Corneal Fluorescein Staining
Corneal fluorescein staining was performed by applying 0.5 μL of 5% fluorescein by micropipette into the inferior conjunctival sac of the right eye. The cornea was examined with a slit lamp biomicroscope in cobalt blue light 3 minutes after fluorescein instillation. Punctuate staining was recorded in a masked fashion with a standardized (National Eye Institute) grading system of 0 to 3 for each of the five areas in which the corneal surface was divided. 2  
Histologic Analysis
The eyes, including the lids, were fixed in 10% buffered formalin and embedded in methacrylate (Technovit 7100; Heraeus, Wehrhein, Germany). Central vertical plane sections of 3-μm thickness were stained with hematoxylin-eosin or with periodic acid-Schiff (PAS). One masked observer evaluated conjunctival epithelial morphology and counted the number of goblet cells in the superior and inferior conjunctiva. The superior conjunctiva was marked with black ink after the animals were killed. Counting of goblet cells was performed under a microscope (model E800; Nikon, Melville, NY), with a 20× objective. Because the number of goblet cells was not always uniform throughout the sections, three different sections were selected for counting, and an average was calculated. 
Statistical Analysis
The Student’s t-test for the aqueous tear production, and the Mann-Whitney test for corneal fluorescein staining were used to compare the differences between the study and the control groups. Within-group changes from baseline were analyzed by the paired t-test (aqueous tear production) and by the Wilcoxon test. The ANOVA was performed for conjunctival goblet cell density changes, using a post hoc test of Bonferroni. All tests were two-tailed, and a P < 0.05 was considered to be statistically significant. 
Results
Controlled Environment Chamber
Without placing desiccants in the chamber, and with no AF, the RH in the CEC increased with time. In particular, the RH increased in the first 3 hours, and remained constant for 14 days (Fig. 2A) . Of note, the RH in the chamber increased in a similar manner, despite the initial RH in the room where the CEC was placed. The use of an AF of 15 L/min of desiccated air reduced the RH in the CEC, regardless of the RH conditions in the room in which the CEC was placed (Fig. 2B) . In both cases, the recorded temperature was 21°C to 23°C, the same as room temperature. 

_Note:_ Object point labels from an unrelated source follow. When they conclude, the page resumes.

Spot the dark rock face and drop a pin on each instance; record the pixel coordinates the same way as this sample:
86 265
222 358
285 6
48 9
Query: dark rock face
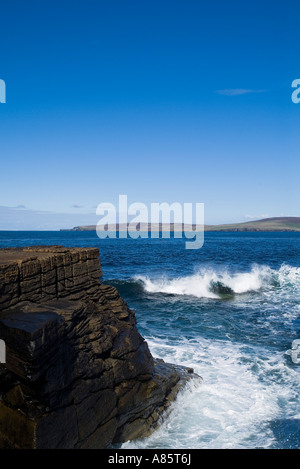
78 374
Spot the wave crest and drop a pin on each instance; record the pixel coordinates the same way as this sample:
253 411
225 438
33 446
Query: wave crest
209 283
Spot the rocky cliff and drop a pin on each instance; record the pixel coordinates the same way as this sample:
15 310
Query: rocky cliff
77 373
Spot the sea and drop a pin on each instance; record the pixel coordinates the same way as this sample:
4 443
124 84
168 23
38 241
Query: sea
230 310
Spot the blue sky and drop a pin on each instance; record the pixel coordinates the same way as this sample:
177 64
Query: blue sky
165 101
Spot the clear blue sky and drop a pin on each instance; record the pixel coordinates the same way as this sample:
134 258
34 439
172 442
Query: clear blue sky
165 101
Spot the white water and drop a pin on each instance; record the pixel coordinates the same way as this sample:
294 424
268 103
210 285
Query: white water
247 387
241 392
201 283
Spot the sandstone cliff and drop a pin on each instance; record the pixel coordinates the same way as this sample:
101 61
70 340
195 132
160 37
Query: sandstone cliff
78 374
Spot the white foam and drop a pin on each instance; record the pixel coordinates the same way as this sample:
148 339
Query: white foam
233 405
200 284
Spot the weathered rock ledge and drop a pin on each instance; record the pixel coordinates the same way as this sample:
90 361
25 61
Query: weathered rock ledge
78 374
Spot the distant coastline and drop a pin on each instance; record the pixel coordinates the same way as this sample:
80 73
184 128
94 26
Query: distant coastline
266 224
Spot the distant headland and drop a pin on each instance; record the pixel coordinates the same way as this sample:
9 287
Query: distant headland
265 224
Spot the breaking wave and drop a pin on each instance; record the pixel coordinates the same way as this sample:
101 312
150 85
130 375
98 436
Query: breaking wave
211 283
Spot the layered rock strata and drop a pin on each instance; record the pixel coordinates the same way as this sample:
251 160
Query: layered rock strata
77 374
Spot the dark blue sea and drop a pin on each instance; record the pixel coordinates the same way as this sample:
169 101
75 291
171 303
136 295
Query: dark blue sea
230 310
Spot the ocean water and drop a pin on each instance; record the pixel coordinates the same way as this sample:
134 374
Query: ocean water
231 311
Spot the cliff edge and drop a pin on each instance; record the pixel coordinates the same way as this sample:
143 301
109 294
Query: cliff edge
77 372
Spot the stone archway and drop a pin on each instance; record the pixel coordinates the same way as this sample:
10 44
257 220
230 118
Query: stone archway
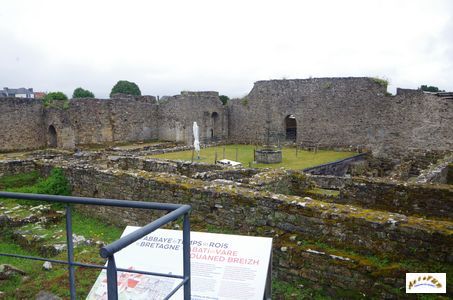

In a second phase we exposed mice to the CEC. The overall mean RH in the CEC was 18.5% ± 5.1%, with no significant differences between each set of experiments. The AF was kept constant at 15 L/min. The recorded temperature in the CEC was in the range of 21°C to 23°C. Animals demonstrated normal behavior similar to that of littermates in the standard cages. No stress responses (e.g., aggressive behavior, hair loss, mutilation, and excessive eye rubbing) were noted over 3 hours of direct observation and 4 hours of videographic recording. The weight gain and the food and water intake of the CEC and control groups were similar during the course of the study. 
Aqueous Tear Production
At baseline (day 0), no statistical differences were recorded between the groups in terms of aqueous tear production. Statistically significant decreases in tear secretion were recorded after 3, 7, 14, and 28 days of exposure to the CEC environment (Fig. 3) . In particular, the mean cotton thread wetting for control group and CEC was 1.8 ± 0.2 and 1.4 ± 0.3 mm respectively on day 3 (P < 0.005, n = 10), 1.8 ± 0.2 and 0.9 ± 0.2 mm on day 7 (P < 0.0001, n = 10), 2 ± 0.4 and 1 ± 0.3 mm (P < 0.005, n = 5) on day 14, 1.9 ± 0.3 and 1.3 ± 0.4 (P < 0.05, n = 5) on day 28. In the study group, significant differences in tear secretion were shown at each time point when compared with baseline. A similar pattern of tear secretion suppression (though less significant) was seen after the cotton thread test was performed for 60 seconds without removing the excess tears. In particular, cotton thread wetting was reduced by 31% at day 3 (P < 0.05) and 25% at day 7 (P = 0.15). 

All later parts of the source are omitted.